A preocupação com esta pegada ambiental tem, aliás, vindo a aumentar. Um relatório elaborado há cerca de dois meses por deputados britânicos apela à população do Reino Unido para que consuma menos carne para ajudar a reduzir as crises de alimentos no mundo.
O enorme consumo de carne a que assistimos hoje no mundo desenvolvido contribui para o aumento do preço dos cereais (usados na alimentação dos animais), para a desflorestação e o esgotamento das terras férteis, além de agravar a epidemia da obesidade. Bastaria que as pessoas nos países mais ricos deixassem de comer carne um ou dois dias por semana para se registar um impacto positivo global, defende o relatório.
Não é a primeira vez que surgem apelos neste sentido - a campanha internacional Meatless Monday promove precisamente essa ideia. O hambúrguer desenvolvido por Mark Post e ontem apresentado seria, para os carnívoros mais irredutíveis, uma alternativa a essa opção.

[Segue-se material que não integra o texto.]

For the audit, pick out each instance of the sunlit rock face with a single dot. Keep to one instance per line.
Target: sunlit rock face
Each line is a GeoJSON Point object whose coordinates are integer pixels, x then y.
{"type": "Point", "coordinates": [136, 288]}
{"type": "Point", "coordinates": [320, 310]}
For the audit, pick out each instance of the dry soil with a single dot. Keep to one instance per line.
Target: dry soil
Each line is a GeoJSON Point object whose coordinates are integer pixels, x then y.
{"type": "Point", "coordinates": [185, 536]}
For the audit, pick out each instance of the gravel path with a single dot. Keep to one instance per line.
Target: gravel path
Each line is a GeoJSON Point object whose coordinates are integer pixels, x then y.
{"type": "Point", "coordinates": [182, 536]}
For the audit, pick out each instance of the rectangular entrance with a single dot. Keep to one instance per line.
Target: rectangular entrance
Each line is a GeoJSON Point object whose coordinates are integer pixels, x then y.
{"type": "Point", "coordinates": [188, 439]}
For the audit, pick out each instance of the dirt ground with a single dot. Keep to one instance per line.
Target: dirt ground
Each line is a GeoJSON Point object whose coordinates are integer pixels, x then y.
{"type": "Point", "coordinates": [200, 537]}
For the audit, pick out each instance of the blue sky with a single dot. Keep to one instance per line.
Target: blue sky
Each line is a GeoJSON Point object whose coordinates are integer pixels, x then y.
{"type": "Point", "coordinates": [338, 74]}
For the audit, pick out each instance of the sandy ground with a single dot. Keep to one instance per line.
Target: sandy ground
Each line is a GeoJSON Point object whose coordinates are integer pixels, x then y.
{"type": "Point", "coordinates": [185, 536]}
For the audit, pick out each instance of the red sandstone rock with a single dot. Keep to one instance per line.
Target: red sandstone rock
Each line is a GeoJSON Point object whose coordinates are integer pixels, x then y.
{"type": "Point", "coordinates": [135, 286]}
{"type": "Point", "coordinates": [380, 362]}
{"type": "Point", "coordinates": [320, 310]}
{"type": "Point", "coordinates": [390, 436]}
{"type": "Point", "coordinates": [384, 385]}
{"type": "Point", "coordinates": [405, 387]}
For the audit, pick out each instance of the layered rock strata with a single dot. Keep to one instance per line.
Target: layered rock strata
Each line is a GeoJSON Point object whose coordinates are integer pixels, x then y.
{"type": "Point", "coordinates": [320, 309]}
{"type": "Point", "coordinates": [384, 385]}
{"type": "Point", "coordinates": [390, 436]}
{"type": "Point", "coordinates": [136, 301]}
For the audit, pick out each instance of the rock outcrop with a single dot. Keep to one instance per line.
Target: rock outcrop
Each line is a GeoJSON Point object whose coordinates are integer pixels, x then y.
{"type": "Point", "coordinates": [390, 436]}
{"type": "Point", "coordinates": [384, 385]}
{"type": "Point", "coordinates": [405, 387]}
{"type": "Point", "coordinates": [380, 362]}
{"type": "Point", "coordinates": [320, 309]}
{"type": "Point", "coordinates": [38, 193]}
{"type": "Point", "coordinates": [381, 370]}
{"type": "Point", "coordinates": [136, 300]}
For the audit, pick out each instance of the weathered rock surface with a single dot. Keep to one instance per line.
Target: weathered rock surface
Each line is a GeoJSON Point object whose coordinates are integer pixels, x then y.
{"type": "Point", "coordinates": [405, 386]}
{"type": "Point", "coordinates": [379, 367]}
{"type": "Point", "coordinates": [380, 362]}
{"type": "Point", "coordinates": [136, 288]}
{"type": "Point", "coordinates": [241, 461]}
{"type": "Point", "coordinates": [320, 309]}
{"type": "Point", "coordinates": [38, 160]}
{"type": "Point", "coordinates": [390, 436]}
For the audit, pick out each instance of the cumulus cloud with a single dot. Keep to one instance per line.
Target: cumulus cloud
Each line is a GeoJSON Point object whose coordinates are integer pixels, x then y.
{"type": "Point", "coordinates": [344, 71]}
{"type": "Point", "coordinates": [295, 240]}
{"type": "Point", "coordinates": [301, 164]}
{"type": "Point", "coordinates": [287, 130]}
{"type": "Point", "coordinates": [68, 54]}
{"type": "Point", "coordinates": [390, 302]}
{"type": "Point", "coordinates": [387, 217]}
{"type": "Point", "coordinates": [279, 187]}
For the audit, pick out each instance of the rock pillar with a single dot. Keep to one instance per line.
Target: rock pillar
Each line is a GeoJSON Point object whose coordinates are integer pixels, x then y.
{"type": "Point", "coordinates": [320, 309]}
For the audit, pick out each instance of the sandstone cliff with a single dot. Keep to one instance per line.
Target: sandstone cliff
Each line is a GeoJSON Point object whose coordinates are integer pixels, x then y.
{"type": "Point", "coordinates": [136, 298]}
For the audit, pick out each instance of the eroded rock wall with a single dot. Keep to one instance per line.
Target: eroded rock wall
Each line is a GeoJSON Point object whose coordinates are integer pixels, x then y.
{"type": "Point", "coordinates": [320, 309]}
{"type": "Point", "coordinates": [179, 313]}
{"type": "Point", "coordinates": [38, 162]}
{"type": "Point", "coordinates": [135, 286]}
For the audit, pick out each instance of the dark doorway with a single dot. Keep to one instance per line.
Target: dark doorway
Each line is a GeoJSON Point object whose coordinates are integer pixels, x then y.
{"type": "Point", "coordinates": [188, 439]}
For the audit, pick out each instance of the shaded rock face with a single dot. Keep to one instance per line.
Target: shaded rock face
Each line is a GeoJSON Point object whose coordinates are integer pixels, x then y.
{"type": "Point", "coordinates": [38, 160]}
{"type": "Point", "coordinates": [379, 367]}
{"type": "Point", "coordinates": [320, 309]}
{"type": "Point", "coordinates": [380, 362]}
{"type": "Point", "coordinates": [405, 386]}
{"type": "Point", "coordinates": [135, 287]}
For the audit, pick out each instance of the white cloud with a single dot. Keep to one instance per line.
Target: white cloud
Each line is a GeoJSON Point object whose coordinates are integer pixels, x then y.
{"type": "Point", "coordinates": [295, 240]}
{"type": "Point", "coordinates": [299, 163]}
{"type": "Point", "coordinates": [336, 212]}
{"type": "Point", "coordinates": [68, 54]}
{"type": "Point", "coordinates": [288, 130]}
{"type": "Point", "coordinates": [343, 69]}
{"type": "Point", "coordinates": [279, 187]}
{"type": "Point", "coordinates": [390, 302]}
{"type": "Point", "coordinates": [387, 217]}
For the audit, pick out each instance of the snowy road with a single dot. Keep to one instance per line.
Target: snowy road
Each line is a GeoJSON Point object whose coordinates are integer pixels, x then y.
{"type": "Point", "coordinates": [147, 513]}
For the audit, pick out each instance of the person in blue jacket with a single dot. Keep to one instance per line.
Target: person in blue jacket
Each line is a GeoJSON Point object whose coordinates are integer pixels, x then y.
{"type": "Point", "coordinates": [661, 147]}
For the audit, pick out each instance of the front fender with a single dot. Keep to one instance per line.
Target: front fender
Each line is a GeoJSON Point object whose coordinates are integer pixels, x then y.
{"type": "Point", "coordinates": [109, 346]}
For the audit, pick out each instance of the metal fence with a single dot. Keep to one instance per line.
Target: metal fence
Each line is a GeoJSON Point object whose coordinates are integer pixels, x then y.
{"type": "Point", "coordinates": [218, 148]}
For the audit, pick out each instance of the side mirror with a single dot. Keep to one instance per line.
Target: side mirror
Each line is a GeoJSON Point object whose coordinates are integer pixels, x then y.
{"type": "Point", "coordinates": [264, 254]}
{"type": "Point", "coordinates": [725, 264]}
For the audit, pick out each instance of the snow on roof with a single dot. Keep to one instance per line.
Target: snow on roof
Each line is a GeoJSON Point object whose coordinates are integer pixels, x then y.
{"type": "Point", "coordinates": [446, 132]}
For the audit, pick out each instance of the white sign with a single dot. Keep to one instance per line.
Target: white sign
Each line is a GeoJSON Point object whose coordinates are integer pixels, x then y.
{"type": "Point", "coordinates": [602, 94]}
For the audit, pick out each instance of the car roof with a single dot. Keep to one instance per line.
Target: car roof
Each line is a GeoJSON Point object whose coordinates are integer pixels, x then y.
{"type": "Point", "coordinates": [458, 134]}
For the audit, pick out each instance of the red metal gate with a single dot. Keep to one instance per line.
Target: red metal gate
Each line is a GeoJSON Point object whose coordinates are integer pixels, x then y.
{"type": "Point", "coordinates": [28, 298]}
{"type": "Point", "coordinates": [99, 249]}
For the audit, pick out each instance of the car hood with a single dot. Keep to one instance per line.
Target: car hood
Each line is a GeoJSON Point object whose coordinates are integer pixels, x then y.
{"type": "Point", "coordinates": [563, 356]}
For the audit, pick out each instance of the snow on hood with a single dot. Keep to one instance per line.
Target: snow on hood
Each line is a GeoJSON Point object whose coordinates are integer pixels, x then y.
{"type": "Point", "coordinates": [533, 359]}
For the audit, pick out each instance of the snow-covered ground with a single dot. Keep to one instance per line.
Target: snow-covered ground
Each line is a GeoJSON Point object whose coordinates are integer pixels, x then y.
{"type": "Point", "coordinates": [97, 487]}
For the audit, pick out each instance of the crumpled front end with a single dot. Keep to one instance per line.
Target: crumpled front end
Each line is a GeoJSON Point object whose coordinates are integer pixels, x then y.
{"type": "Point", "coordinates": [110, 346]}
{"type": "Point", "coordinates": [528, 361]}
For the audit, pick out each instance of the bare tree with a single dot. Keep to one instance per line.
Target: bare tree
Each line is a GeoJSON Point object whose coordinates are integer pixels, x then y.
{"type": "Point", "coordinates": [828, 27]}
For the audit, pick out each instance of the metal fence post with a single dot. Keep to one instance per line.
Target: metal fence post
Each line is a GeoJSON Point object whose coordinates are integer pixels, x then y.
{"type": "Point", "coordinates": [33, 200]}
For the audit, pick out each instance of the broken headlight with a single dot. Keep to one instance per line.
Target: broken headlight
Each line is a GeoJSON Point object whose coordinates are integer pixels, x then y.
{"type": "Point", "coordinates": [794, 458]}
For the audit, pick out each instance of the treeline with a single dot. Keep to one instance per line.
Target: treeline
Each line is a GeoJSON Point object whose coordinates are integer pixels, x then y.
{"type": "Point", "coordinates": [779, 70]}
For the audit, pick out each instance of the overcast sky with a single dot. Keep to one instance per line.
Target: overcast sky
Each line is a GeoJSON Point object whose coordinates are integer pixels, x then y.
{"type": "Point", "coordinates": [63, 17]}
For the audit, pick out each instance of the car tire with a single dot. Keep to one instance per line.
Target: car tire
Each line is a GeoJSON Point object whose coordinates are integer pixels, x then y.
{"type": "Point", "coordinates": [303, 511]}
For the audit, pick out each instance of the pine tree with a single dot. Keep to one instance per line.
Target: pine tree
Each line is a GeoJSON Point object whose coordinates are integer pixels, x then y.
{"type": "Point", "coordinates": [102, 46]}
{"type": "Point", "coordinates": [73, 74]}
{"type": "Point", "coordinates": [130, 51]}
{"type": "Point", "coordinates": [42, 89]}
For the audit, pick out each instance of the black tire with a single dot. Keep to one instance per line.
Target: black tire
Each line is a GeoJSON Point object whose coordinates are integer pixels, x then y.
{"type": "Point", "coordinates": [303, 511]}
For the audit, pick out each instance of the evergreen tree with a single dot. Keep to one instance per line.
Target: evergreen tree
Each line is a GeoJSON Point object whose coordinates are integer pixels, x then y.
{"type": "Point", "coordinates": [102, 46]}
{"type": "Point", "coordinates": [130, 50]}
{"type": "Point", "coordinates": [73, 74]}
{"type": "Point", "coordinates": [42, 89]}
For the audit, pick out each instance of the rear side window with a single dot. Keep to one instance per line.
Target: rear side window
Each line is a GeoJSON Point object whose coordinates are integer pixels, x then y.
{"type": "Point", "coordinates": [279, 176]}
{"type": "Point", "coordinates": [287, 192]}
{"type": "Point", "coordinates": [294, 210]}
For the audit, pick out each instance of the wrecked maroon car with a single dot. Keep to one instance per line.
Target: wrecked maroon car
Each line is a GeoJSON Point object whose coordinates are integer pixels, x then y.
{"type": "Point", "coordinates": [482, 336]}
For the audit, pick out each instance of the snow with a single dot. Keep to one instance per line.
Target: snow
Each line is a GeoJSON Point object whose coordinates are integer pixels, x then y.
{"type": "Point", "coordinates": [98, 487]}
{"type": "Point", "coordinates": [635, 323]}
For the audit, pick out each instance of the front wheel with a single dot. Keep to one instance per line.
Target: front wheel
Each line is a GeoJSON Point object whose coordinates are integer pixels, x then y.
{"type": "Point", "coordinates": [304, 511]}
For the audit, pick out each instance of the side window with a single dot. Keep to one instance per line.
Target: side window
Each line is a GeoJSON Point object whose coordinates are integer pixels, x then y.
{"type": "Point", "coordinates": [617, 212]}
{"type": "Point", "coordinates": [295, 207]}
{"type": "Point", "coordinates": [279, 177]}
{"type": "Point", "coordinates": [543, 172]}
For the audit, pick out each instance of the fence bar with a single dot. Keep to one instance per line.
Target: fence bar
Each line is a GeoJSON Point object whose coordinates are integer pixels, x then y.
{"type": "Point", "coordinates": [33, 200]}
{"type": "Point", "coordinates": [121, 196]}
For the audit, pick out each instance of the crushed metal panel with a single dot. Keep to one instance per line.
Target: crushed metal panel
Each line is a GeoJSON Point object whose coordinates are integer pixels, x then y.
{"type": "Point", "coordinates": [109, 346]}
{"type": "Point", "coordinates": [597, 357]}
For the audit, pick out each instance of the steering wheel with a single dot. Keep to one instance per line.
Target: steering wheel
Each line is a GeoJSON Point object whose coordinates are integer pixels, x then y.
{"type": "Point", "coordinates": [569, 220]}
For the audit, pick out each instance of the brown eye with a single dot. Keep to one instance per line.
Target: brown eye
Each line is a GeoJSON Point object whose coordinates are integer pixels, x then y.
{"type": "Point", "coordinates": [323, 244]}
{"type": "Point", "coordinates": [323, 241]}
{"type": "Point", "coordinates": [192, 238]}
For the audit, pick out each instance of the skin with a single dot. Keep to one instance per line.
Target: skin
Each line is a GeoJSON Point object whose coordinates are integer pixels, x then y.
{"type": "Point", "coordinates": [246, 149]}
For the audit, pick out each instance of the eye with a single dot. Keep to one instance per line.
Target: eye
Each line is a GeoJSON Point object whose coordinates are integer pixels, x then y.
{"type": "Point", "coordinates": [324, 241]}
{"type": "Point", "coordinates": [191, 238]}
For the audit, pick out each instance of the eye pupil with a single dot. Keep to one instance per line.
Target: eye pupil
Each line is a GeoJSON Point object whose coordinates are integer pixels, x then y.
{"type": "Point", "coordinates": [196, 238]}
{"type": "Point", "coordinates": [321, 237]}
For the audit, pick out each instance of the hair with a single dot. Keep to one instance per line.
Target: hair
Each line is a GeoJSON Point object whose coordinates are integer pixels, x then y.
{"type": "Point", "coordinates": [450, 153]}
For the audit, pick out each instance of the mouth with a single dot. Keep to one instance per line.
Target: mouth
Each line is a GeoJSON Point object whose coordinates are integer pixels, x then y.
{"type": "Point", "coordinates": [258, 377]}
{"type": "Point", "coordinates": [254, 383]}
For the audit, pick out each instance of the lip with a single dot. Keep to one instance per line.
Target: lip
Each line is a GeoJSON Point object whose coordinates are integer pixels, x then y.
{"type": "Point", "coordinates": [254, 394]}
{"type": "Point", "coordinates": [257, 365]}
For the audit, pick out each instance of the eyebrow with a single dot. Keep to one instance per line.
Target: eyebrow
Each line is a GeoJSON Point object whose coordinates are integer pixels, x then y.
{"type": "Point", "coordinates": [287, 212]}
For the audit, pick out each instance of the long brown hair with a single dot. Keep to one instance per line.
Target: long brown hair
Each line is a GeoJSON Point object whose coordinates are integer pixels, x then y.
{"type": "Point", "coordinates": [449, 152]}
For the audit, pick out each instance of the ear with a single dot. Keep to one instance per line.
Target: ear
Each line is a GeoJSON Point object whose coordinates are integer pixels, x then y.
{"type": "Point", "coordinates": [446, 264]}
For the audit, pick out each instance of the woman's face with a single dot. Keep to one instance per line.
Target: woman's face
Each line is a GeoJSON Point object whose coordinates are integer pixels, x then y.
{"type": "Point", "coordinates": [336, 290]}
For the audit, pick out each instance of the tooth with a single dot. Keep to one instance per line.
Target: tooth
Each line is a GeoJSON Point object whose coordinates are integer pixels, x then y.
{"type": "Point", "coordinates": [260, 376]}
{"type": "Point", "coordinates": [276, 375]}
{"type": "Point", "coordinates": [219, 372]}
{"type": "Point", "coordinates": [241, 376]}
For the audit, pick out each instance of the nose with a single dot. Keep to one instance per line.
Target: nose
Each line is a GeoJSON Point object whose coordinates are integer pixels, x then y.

A insustentável geopolítica dos bifes
Editorial/PúblicoHambúrguer de laboratório reabre o debate sobre os custos morais e ambientais do consumo de carne
Não será nesta geração nem provavelmente na próxima
que hambúrgueres produzidos em laboratório como os que ontem foram
experimentados em Londres entrarão nas rotinas alimentares. Mas não se pode
deixar de considerar o evento e a data como um momento crucial que prenuncia uma
nova página na evolução da ciência e a alteração de um princípio até agora
permanente da história da nutrição humana - a sua dependência directa ou
indirecta do crescimento das plantas e de animais. Porque o que está em causa
com esta descoberta não é um devaneio de cientistas: o que está em causa é uma
resposta possível à impossibilidade de se manter o actual ritmo de crescimento
de produção de carne bovina. Há pelo menos 30 anos que se sabe que a produção de
bifes é insustentável a prazo. Essa constatação reforçou-se com a procura de
carne nos países emergentes, com destaque para a China. Para satisfazer as
necessidades da procura de consumidores dos países ricos, a criação de gado
ocupa hoje quase 70% das terras aráveis do planeta. Quase três quartos da
produção de cereais e oleaginosas são destinados à engorda de animais. Nesta
cadeia, nove décimos das proteínas vegetais são desperdiçados. Como a procura
nos países mais afluentes cresce, parte substancial das terras aráveis dos
países pobres é dedicada a pastagens. Enquanto no hemisfério norte o consumo de
carne fomenta epidemias de obesidade e multiplica doenças cardiovasculares, nos
países do Sul destrói-se a floresta para criar pastagens. O futuro antecipado
ontem em Londres pode não ser o mais apetitoso. Pode até ser uma impossibilidade
real nas próximas décadas. Tem, no entanto, o mérito de nos fazer reflectir
sobre um padrão de consumo alimentar que torna os habitantes dos países ricos em
sugadores dos recursos básicos dos países pobres. Travar essa tendência não é
apenas um imperativo ambiental: é também uma urgência moral.